Recalling Supreme Court Nominee Merrick Garland’s Toughest Gig Ever: Theater Critic

“Moreover, the progress of human isolation is now complete as well.”

That grammatically iffy quote, a morose musing on the inevitable shortfalls of human communication, stems from an unlikely source: a review of a triple-bill of Harold Pinter plays, written in 1973 by a Harvard undergraduate by the name of Merrick Garland.

Yes, it’s true: the current Supreme Court nominee once served judgments of a different kind. As Guardian art critic Jason Farago first discovered, while at Harvard Garland produced sporadic theater reviews for the Harvard Crimson. (He also wrote some news items, one of which bears the interesting title “McDonald’s Offers Hamburger Reward for Pints of Blood;” how starved, one wonders, must they have been for protein?)

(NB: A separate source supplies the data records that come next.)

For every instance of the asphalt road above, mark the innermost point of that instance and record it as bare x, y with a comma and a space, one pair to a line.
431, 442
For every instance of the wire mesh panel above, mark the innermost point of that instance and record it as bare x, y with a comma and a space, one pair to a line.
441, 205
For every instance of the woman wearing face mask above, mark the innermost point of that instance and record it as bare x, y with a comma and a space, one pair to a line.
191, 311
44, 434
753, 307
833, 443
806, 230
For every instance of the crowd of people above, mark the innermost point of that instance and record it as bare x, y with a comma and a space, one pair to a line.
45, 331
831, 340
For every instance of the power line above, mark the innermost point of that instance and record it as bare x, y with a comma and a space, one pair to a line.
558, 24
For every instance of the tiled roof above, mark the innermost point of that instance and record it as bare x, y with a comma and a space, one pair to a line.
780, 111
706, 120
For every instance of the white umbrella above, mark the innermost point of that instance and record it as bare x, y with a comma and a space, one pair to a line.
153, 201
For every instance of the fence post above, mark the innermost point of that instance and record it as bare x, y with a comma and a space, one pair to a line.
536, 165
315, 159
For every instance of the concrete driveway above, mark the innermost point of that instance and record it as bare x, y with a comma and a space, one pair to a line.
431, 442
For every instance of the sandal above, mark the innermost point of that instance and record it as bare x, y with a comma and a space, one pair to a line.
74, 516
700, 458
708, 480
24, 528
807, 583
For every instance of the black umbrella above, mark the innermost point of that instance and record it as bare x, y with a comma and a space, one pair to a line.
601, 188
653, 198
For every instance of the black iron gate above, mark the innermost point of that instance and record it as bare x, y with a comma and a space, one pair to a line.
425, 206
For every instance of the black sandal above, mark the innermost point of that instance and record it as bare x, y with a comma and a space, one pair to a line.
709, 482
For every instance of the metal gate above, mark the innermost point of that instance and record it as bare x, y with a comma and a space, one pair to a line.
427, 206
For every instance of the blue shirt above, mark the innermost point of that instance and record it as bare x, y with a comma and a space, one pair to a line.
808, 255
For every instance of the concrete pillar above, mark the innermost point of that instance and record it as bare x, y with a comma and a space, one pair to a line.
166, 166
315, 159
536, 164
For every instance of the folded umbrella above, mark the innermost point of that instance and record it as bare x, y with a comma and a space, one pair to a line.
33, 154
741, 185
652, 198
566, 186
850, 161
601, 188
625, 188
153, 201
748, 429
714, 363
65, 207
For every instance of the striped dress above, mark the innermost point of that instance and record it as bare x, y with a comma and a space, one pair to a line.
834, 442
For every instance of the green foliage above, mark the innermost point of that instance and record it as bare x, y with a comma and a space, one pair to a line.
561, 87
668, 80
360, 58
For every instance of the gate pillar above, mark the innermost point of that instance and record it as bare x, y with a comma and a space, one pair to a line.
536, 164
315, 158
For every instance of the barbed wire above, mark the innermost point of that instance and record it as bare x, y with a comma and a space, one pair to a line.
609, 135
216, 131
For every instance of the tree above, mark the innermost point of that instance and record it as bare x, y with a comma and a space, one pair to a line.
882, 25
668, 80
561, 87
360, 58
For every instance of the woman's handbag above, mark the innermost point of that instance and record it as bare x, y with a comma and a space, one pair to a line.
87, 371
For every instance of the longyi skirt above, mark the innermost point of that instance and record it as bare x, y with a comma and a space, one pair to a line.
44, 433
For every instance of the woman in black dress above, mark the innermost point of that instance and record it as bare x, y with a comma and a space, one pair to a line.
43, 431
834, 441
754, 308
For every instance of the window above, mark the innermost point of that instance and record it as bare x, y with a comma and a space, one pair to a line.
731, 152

As a contributor to the Harvard Crimson, Garland reviewed three campus productions: the aforementioned Pinter triple-bill (“Night School,” “Landscape,” and “Silence”), Pinter’s “The Homecoming,” and an all-freshman production of the “The Fantasticks.” (According to the Crimson’s website, Garland’s review of the last of those was published on the unlikely date of January 22nd, 1776; we hope that those senators who choose to review his credentials – alas, the presence of the word “choose” in that sentence – will take into the account the possibility that he is a time-traveler, and consider the possible legal ramifications of that status.)

Reading Garland’s reviews with an understanding of his current situation, some humorous foreshadowing emerges. “What they lack in vocal strength,” he wrote of the freshmen “Fantasticks,” “they are usually able to make up in spirit;” we might observe that the opposite could be said of Republican senators currently refusing to consider Garland’s nomination, who one might consider lacking a certain sense of civic spirit, but who speak with an indubitably impressive volume.

Garland continued to describe the plot of “The Fantasticks,” which revolves around two lovers whose fathers hate one another – or so it seems. “We soon learn, however,” Garland wrote, “that the fathers want the children married but have built the wall and contrived the feud because, as the fathers sing, ‘to manipulate children you merely say no.’” Ah, that the youth of America might be so unexpectedly lucky as to learn that the state of venomous political standoff in which they’ve been raised – currently responsible for the unprecedented conflict surrounding Garland’s nomination – is in fact a ruse designed to encourage future cooperation.

Reviewing Pinter, Garland introduced “The Homecoming” as “Pinter’s declaration of war on our…smug assurance that we can analyze why people act as they do.” A useful insight for the occupants of Congress, who might benefit from questioning their assumptions about those on the other side of the aisle; if only they would stop talking, in Pinter-esque silence, long enough to do so. And as a crowning jewel, in writing on the Pinter triple-bill, Garland pondered the plays’ common theme of human isolation. Writing of “Landscape,” he commented that one character’s words “hold the supreme irony: ‘We’re together, that’s what matters.’” No less ironic today, we think, than in 1973.